Votre planning est plein. Vos clientes vous suivent depuis des années. Et pourtant, quelque chose s’est alourdi ces derniers temps : les journées se remplissent sans que le revenu suive vraiment, les kilomètres s’accumulent, l’administratif prend plus de place qu’avant.
Sur le papier, une coiffeuse à domicile indépendante depuis plusieurs années a tout pour être sereine. Dans la réalité, beaucoup portent seules chaque partie de leur activité, sans savoir ce qu’il leur reste une fois tout payé.
Cet article fait le point sur ce que votre chiffre d’affaires laisse réellement, sur les signes qui doivent alerter et sur les options pour alléger l’activité.
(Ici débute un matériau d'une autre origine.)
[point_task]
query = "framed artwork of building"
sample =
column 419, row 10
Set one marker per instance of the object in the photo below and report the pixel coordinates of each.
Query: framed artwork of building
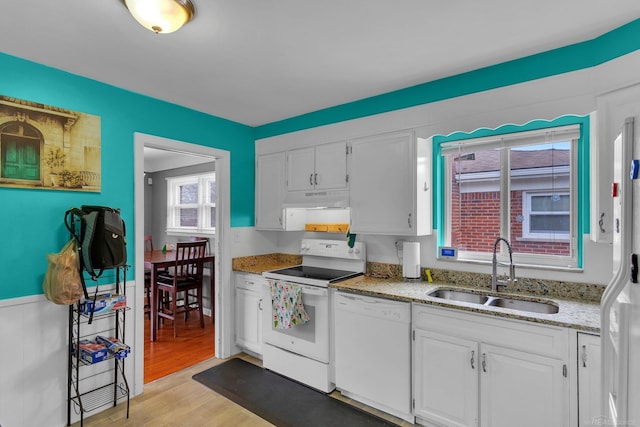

Avec vos chiffres réels, pas des généralités.
Dans cet article : l’essentiel en 4 réponses
Quel est le vrai signal d’alerte ?
Le 1er Club utilise un seuil d’alerte fixé à 15 % du chiffre d’affaires consacré aux déplacements : au-delà, la rentabilité globale de l’activité mérite d’être vérifiée.
Combien reste-t-il vraiment après les charges ?
Le Club utilise comme repère près de 65 % de charges pour 35 % de revenu disponible, observé depuis près de 30 ans auprès d’au moins 2 000 coiffeuses, alors que beaucoup se situent spontanément autour de 50/50.
Que se passe-t-il en cas d’arrêt de travail ?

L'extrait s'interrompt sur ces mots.